ExPECT. Extraction of parallel elements from comparable texts

Start - End 
2013 - 2016 (stopped)
Department of Translation, Interpreting and Communication



The ExPECT project aims to extract bilingual terminology from comparable corpora. Both translators and interpreters are assumed to possess knowledge of a very broad range of topics, in different domains and in different languages. Moreover, each of those topics has its very own specific terminology, which translators and interpreters are also assumed to master. Efficient methods for terminology acquisition are therefore increasingly important.

 Even with the massive availability of text in numerous languages on the Internet, it is difficult to find documents suitable for automatic term extraction (ATE). Parallel texts are scarce, especially for very specific domains and even more so for Dutch. This lack of parallel corpora on the one hand, and the increasing availability of text on the web on the other hand have inspired researchers to explore the usability of comparable texts for ATE (Daille & Morin, 2005; Déjean et al., 2005; Delpech et al., 2012; Fung & Yee, 1998).

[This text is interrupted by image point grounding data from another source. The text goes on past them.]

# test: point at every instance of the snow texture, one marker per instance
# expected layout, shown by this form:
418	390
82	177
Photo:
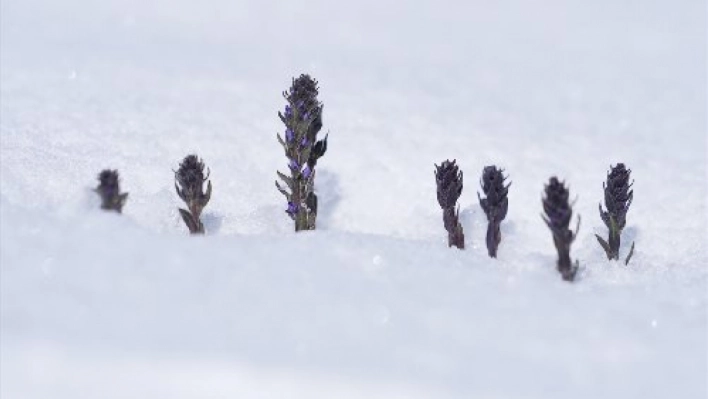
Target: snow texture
373	304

In the ExPECT project, we will study the extent to which the – raw and corrected – output from automatic term extraction (ATE) from comparable texts can be useful for translators and interpreters. Previously developed methods will be used to develop a system for corpus compilation and term extraction for Dutch, in combination with English, French and German.

Once the corpus has been developed for the four focus languages, monolingual terms will be extracted using the TExSIS tool. Subsequently, these terms will be linked to candidate translations by comparing their contexts (‘distributional hypothesis’).

Next to the traditional evaluation using precision and recall, the output of the tool will be assessed in terms of the gain in time and in quality of translations and interpreting assignments with/without terminological support.